How to visualize Word2Vec embeddings in Gensim?

Published on Aug. 22, 2023, 12:18 p.m.

To visualize Word2Vec embeddings in Gensim, you can use the t-SNE algorithm to reduce the dimensionality of the embeddings, and then plot them using a scatter plot. Here is an example code snippet:

import gensim
from sklearn.manifold import TSNE
import matplotlib.pyplot as plt

# Load trained Word2Vec model
model = gensim.models.Word2Vec.load('path/to/model')

# Get vectors for a sample of words
sample_words = ['cat', 'dog', 'bird', 'horse', 'fish', 'snake']
vectors = [model.wv[word] for word in sample_words]

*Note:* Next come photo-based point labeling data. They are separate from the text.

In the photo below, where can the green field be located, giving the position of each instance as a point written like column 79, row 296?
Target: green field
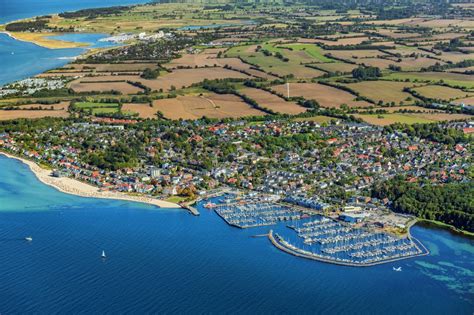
column 315, row 52
column 98, row 108
column 272, row 64
column 320, row 119
column 452, row 79
column 388, row 119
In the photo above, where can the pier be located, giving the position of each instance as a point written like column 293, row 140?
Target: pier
column 284, row 246
column 191, row 209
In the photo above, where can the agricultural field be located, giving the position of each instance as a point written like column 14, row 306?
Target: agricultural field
column 326, row 96
column 441, row 92
column 176, row 79
column 194, row 107
column 341, row 67
column 80, row 86
column 383, row 91
column 320, row 119
column 272, row 102
column 94, row 108
column 456, row 56
column 354, row 55
column 393, row 109
column 61, row 106
column 452, row 79
column 410, row 118
column 465, row 101
column 31, row 114
column 303, row 52
column 274, row 65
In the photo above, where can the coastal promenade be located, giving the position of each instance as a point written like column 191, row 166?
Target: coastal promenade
column 78, row 188
column 286, row 249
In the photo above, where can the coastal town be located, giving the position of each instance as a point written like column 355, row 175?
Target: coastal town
column 237, row 156
column 329, row 168
column 350, row 121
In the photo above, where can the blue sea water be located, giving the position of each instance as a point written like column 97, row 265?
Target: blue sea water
column 20, row 60
column 162, row 260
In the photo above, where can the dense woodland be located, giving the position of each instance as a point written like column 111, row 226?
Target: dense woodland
column 452, row 203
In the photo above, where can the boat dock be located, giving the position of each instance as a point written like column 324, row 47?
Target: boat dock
column 191, row 209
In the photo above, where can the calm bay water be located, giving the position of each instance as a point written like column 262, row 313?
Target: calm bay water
column 19, row 60
column 162, row 260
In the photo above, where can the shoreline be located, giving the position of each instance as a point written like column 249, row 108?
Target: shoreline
column 74, row 187
column 295, row 253
column 43, row 40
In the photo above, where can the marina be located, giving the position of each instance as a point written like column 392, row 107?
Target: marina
column 303, row 233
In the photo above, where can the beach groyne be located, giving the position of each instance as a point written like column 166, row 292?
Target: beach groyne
column 74, row 187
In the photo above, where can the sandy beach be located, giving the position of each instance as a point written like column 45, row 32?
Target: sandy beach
column 78, row 188
column 43, row 40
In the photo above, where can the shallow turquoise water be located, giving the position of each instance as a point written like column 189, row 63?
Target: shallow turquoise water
column 20, row 60
column 163, row 260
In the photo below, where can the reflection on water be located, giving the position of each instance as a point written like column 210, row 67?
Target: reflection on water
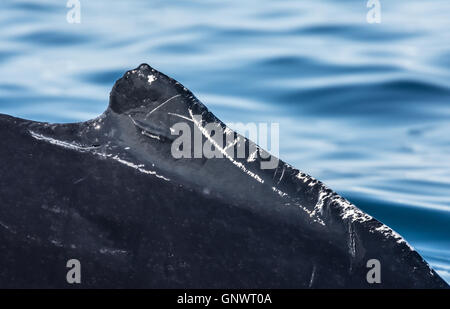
column 363, row 107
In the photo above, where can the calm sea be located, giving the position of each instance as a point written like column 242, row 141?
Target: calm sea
column 363, row 107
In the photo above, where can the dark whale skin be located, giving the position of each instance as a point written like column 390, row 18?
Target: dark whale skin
column 108, row 193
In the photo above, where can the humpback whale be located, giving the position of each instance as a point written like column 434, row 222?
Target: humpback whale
column 108, row 193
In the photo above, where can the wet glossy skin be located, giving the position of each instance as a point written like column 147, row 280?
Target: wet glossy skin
column 109, row 193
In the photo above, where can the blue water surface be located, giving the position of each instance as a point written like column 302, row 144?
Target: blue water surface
column 363, row 107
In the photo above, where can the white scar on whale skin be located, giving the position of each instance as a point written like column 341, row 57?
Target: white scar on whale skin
column 73, row 145
column 163, row 103
column 223, row 151
column 77, row 147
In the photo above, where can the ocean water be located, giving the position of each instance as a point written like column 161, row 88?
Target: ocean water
column 363, row 107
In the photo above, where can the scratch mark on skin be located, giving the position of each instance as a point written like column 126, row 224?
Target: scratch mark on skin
column 7, row 227
column 77, row 147
column 163, row 103
column 282, row 174
column 223, row 151
column 79, row 180
column 181, row 116
column 73, row 146
column 313, row 274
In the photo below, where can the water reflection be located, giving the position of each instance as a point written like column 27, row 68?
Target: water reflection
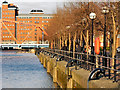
column 23, row 70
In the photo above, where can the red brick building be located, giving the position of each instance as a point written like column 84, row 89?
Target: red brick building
column 21, row 30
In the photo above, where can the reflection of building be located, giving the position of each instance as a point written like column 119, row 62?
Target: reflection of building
column 19, row 31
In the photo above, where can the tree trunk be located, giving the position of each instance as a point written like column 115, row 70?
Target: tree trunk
column 74, row 44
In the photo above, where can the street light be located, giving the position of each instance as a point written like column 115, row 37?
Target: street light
column 92, row 17
column 105, row 11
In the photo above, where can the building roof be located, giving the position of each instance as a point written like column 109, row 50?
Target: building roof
column 37, row 11
column 35, row 15
column 5, row 2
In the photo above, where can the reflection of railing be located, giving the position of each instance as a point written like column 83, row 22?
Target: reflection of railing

# Use t-SNE to reduce dimensionality to 2D
tsne = TSNE(n_components=2)
vectors_2d = tsne.fit_transform(vectors)

# Plot the words as points on a scatter plot
plt.scatter(vectors_2d[:, 0], vectors_2d[:, 1])
for i, word in enumerate(sample_words):
    plt.annotate(word, xy=(vectors_2d[i, 0], vectors_2d[i, 1]))
plt.show()

This code will plot a scatter plot of the selected words, where words that have similar contexts in the original dataset should be grouped together in the plot. You can adjust the size of the plot and other visualization parameters as desired.